Still, this inspirational material is appealing, and if nothing else, it's a considerable improvement over Adam Sandler's remake of "The Longest Yard," which is similar, at least in a few superficial respects.
Pro wrestler-turned-actor Dwayne "The Rock" Johnson stars in this drama, which was inspired by a 1993 documentary of the same title. He plays Sean Porter, a former football star who's now working at a juvenile-detention center in Los Angeles.
Like his co-workers, Sean is looking for ways to inspire the teens he's supervising, many of whom are gang members or involved in the drug trade. So he decides to organize a football team, hoping it will give his young charges some much-needed discipline.

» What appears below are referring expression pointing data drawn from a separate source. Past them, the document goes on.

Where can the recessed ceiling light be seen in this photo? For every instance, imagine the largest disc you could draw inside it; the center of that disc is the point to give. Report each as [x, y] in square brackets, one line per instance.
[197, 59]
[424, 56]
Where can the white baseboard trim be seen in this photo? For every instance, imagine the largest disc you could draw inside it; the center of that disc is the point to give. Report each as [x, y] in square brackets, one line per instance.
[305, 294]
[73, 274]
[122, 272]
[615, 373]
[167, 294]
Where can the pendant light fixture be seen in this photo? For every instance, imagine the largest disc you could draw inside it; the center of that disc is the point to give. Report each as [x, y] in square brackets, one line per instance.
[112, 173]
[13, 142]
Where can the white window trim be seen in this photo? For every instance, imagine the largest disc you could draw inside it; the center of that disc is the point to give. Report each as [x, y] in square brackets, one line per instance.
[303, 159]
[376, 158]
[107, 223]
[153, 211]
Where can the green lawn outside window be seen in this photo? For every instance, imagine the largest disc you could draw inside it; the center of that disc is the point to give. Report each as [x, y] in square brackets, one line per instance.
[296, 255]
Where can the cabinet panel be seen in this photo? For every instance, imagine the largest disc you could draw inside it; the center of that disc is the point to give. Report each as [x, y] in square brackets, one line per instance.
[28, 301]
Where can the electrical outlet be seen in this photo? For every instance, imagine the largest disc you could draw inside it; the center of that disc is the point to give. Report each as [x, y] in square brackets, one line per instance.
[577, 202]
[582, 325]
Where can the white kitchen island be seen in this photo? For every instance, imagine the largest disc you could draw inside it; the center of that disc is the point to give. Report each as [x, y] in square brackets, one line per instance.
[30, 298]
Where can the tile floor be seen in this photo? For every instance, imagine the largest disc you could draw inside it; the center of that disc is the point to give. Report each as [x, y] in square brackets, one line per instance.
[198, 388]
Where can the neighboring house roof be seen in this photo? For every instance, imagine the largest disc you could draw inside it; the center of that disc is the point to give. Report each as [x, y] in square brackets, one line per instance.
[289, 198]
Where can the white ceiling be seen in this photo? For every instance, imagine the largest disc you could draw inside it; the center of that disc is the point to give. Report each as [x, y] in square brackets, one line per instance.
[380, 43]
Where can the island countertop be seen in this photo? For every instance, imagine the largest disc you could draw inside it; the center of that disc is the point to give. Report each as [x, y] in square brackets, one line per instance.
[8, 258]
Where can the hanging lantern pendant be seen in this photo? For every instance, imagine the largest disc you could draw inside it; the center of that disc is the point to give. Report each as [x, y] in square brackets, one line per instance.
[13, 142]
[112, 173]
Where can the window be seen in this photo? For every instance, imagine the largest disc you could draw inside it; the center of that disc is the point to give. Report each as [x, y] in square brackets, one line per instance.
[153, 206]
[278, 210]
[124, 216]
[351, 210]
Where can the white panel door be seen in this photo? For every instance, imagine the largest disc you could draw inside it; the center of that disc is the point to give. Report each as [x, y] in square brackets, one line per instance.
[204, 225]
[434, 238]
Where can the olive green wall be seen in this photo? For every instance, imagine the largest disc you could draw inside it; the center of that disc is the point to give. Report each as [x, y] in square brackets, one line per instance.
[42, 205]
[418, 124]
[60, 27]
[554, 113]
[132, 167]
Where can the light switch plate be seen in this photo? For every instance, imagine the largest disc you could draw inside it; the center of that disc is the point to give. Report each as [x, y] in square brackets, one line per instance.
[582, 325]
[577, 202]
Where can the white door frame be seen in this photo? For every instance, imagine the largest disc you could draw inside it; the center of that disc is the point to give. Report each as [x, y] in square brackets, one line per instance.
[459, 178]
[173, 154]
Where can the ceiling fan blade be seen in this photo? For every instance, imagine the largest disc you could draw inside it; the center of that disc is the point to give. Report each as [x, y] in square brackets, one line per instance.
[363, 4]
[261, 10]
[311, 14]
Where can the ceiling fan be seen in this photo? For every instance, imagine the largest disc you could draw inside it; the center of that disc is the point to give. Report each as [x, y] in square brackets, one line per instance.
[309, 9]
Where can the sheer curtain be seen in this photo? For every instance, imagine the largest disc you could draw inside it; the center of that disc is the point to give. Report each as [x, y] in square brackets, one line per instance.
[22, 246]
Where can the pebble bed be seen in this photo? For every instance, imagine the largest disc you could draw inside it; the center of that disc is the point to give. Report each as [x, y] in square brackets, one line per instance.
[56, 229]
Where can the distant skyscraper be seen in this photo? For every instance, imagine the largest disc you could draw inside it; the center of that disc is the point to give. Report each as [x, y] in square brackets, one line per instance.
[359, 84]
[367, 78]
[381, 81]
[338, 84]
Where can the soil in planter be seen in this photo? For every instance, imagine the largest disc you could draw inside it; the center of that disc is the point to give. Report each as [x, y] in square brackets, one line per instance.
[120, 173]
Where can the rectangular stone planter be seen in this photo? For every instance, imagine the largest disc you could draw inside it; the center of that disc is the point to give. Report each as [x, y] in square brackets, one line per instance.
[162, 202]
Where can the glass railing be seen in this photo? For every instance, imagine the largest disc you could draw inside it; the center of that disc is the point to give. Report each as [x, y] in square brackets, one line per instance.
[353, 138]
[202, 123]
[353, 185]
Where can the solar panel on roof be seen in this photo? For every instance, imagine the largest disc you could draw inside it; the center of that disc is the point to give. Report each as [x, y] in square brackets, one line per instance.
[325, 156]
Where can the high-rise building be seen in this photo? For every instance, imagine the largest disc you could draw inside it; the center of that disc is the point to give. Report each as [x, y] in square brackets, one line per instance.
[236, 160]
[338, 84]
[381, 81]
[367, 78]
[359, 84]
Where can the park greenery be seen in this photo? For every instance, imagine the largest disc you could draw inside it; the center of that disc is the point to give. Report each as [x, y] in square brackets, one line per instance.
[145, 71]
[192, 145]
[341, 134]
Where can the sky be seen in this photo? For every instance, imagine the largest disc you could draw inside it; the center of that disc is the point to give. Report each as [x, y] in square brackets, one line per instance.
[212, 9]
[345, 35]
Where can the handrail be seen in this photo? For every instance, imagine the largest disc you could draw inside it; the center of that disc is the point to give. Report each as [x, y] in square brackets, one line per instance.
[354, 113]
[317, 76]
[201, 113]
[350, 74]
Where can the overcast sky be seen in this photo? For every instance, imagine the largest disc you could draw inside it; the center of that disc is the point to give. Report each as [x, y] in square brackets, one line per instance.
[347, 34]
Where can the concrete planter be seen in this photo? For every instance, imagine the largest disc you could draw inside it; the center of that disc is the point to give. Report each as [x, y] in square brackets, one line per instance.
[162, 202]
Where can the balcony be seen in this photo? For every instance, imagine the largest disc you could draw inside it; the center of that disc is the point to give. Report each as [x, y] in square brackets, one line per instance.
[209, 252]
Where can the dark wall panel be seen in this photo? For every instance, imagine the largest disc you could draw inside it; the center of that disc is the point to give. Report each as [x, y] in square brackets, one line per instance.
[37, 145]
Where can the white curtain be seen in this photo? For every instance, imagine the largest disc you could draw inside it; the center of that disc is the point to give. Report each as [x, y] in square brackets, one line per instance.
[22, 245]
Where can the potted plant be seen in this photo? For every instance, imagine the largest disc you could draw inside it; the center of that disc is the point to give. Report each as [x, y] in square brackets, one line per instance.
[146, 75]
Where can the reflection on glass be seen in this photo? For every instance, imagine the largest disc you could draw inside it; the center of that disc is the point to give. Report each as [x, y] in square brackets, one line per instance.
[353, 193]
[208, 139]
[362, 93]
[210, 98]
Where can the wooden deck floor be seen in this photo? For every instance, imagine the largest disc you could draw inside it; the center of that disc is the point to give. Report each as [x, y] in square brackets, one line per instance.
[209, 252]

As expected, he encounters some resistance from his higher-ups. And finding opponents to play from local high school teams is nearly impossible.
And when he finally gets past those obstacles, he has just weeks to whip the team into shape. Though he does have one star player Willie Weathers (Jade Yorker), a gang member with some serious speed.
Filmmaker Joanou spends too much time in the set-up, leaving too little time to address the various supporting characters and subplots (particularly, rapper Xzibit's camp-counselor character).
However, Johnson is a charismatic presence and redeems the film to a certain degree. He even tones down his sometimes cartoonish mannerisms, such as the eyebrow lifting and melodramatic intonations. Johnson also has a believable onscreen friendship with Yorker (TV's "Third Watch").
"Gridiron Gang" is rated PG-13 for strong scenes of violence (including gang shootings, brawling and football violence, and vehicular violence), occasional strong profanity (including a usage of the so-called "R-rated" curse word), use of racial epithets and crude sexual slang terms, and some brief drug content (references). Running time: 120 minutes.